From left: The Daily Aus co-founder Zara Seidler, Teach Us Consent founder Chanel Contos, Movember expert and clinical psychologist Dr Zac Seidler and human rights activist and "Not One More Niki" co-founder Tarang Chawla.

Want a world with more care, connection, and intimacy? Then we need to reimagine masculinity

At SXSW Sydney, a conference focused on optimistic visions of the future across tech, startups, culture and more, Teach Us Consent founder Chanel Contos, Movember expert Dr. Zac Seidler and human rights advocate and "Not One More Niki" co-founder Tarang Chawla unpacked masculinity.

In All About Love: New Visions, bell hooks argues that even feminists don't want to fully reckon with what patriarchy actually does to the inner lives of men. That was in the year 2000. 

Jump to 2023, and the need for tender but urgent conversations about masculinity - what it means, how to express it, and how we can accept the fullness of men and women in ways that engender care, intimacy and connection rather than power, domination and entitlement is still a huge conversation.

On October 16th, The Daily Aus co-founder Zara Seidler invited Teach Us Consent founder Chanel Contos, Movember expert and clinical psychologist Zac Seidler (Zara's brother, shoutout to a cute sibling moment) and "Not One More Niki" co-founder Tarang Chawla to unpack masculinity and its future. The panel took place as part of the inaugural SXSW Sydney, a multi-day conference exported from its 36-year run in Austin, Texas. 

Across a soulful hour, the panel dove into how patriarchy socialises men, the gap between the values men hold privately (they want equality and don't subscribe to old-school standards of masculinity) and the standards society still puts upon them to experience publicly (they're expected to be stoic breadwinners).

Add to this the dire effects of unconscious algorithms on platforms like YouTube and TikTok that send children, young men and even grown adults down rabbit holes where questionable "gurus" like Andrew Tate and Jordan Peterson capture audiences with a skerrick of truth ("it's hard to be a man"; "make your bed") before pushing them to the extremes of misogyny with false answers to their unmet needs, and we have quite a conundrum on our hands.

So how then do we even start to reimagine masculinity?

For Chanel Contos, the answer was largely tied to her professional work in consent education. This includes understanding the ways in which boys and men are initially shaped, proposing changes to help interrupt those processes, and instead promoting the need for mutually pleasurable intimate encounters rather than experiences rooted in conquest and domination. 

For Dr. Zac Seidler, a need to address men’s mental health in holistic, meaningful ways is critical to the conversation. From a public health point of view, he explained that some colleagues in the women’s health sector wanted to switch their focus to men’s health, having realised that crisis care and shelters are often “ambulances at the bottom of the cliff” style responses. 

For Tarang Chawla, that ambulance at the bottom of the cliff is deeply personal. His sister Nikita was brutally murdered by her partner in 2015, a crime that came after increasingly controlling and coercive behaviour that many would brush off. One of the most touching moments of the panel involved Chawla responding to an audience member, encouraging the young man to name his feelings as he was feeling them. 

“Even just that - what you’re doing right now, saying ‘I’m nervous’ is huge.

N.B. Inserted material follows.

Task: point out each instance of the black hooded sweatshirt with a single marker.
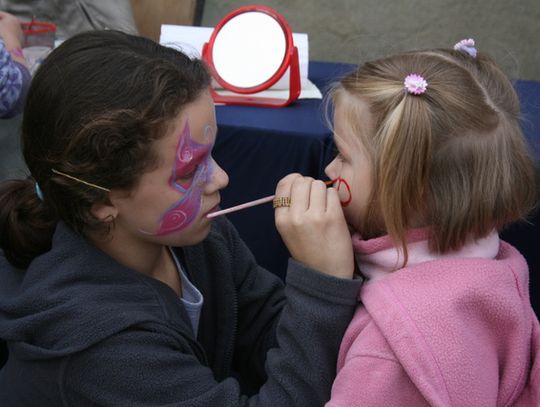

So often it’s my female friends who know what I’m feeling before I do, and I’ll say oh, I’m burnt out. And they go, yeah, we know. We've known for two weeks. But naming our own feelings and owning them in real time takes the emotional burden off women,” he said. 

The panellists disagreed on the term "toxic masculinity". For Dr. Seidler, the media has latched onto this phrase to milk it shamelessly for all its worth, but in conversations about masculinities, it is actually unhelpful. Chanel Contos however thinks that it does help to identify undesirable behaviours. 

One intention of the session was to offer solutions, not just to describe the problem. Audience members heard ideas they could implement into their own lives, from helping white middle-aged men find friendship to progressive, feminist men being more willing to be seen and heard in public spaces, to teaching men to handle rejection as a painful but natural part of life.

In On Earth We're Briefly Gorgeous, Vietnamese American poet, essayist, and novelist Ocean Vuong wrote: “Sometimes being offered tenderness feels like the very proof that you've been ruined.”

Indeed, thinking of the ways that traditional masculinity has shaped and harmed men and women can feel, at times, tragic. And yet, touching into that tenderness, and being open to receiving softness despite a world that so often stymies it, feels hopeful. Reimagining Masculinity at SXSW Sydney provided another glimmer of hope along that journey.